Warm Tofu with Spicy Garlic Sauce
Adapted from Gourmet, March 2009
I substituted regular red pepper flakes for Korean ones since that's what I have on had (although, truth be told, I should go buy the Korean hot red pepper flakes since I make this pretty often). I can't attest to the flavor difference, but it's still mighty tasty this way - spicy too! Also, feel free to sub out one tablespoon of the soy sauce for water or broth, it cuts out a ton of sodium without really impacting the flavor. As far as serving options go I've done it a number of ways. With a cucumber salad and sticky rice. With soba noodles and sauteed savoy cabbage and mushrooms. It's all good. I like to spoon the sauce over the tofu after it's on my dinner plate so that it mixes with everything.

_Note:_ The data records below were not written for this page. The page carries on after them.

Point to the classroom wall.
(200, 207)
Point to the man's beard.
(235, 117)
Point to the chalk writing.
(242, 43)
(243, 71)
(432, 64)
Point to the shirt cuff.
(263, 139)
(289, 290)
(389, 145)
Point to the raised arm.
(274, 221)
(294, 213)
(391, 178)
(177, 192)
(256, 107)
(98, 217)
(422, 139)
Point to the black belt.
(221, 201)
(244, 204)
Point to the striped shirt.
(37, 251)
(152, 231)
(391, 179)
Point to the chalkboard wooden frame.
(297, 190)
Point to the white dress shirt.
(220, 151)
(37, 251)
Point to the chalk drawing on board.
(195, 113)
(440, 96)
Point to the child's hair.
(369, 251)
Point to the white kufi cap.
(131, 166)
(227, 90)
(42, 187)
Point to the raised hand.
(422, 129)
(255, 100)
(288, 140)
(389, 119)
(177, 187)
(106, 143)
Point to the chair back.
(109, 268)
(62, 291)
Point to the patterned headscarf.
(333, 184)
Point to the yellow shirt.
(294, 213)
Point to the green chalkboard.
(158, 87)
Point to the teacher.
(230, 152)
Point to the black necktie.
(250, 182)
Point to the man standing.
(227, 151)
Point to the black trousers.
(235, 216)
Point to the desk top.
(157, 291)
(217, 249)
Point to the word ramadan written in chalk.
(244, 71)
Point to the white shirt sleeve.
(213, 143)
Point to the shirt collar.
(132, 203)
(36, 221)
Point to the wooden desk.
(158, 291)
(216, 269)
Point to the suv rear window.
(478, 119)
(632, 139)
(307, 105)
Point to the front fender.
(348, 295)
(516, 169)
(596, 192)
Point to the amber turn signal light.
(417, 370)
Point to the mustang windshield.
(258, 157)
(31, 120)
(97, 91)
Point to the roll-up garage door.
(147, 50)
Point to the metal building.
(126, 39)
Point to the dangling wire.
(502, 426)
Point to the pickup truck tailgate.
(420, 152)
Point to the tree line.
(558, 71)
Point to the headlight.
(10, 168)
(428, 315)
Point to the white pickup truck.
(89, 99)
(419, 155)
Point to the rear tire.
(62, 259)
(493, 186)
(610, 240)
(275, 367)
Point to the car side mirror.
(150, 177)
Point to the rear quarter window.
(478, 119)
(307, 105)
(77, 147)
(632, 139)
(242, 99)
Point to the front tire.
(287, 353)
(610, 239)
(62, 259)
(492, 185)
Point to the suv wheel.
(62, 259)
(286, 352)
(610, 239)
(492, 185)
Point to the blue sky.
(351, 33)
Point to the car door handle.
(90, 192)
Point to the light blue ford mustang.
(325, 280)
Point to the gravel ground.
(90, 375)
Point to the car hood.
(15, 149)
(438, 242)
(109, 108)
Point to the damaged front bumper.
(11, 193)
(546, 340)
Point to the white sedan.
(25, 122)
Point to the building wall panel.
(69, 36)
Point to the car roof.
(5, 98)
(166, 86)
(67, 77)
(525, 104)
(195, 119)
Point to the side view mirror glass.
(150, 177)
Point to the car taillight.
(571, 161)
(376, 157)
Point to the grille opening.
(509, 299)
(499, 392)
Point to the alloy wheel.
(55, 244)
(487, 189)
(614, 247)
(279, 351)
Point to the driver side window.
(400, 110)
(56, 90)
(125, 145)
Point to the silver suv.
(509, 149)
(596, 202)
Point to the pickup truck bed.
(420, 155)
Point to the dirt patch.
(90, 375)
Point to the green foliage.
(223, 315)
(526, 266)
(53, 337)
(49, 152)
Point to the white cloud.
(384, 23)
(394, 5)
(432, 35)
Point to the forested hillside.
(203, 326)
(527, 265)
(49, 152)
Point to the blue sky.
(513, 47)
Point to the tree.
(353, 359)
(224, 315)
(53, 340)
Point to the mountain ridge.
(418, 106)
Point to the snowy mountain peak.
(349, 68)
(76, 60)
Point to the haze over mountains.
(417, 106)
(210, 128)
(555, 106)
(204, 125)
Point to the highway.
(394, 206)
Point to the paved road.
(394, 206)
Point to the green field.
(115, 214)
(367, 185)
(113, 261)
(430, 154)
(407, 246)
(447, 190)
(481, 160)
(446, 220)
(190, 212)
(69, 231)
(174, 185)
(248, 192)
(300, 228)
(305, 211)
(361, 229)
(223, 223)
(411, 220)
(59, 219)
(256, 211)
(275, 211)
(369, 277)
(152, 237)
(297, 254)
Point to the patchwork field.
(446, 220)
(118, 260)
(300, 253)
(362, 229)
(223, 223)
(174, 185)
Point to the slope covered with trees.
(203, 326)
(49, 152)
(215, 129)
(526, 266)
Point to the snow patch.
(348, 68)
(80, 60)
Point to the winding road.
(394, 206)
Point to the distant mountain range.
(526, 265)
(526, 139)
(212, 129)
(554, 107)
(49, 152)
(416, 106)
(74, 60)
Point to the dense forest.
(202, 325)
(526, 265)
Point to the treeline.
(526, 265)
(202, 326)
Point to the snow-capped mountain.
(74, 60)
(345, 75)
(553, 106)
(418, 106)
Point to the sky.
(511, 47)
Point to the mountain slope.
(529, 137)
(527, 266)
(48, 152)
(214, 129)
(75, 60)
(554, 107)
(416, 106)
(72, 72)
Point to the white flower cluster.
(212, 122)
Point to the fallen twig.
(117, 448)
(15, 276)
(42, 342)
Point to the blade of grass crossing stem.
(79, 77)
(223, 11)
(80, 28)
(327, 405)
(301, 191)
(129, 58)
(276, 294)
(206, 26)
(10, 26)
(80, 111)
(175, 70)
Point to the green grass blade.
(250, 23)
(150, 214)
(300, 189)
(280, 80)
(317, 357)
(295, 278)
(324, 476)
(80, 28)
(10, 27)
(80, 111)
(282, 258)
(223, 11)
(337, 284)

1 14-ounce package silken tofu
1 teaspoon chopped garlic
1/4 cup chopped scallion
2 teaspoons sesame seeds, toasted
3 tablespoons soy sauce
1 teaspoon sesame oil
1 teaspoon red-pepper flakes
1/2 teaspoon sugar
Carefully rinse tofu, then cover with cold water in a medium saucepan. Bring to a simmer over medium-high heat, then keep warm, covered, over very low heat.
Meanwhile, mince and mash garlic to a paste with a pinch of salt. Stir together with remaining ingredients.
Just before serving, carefully lift tofu from saucepan with a large spatula and drain on paper towels. Gently pat dry, then transfer to a small plate. Spoon some sauce over tofu and serve warm.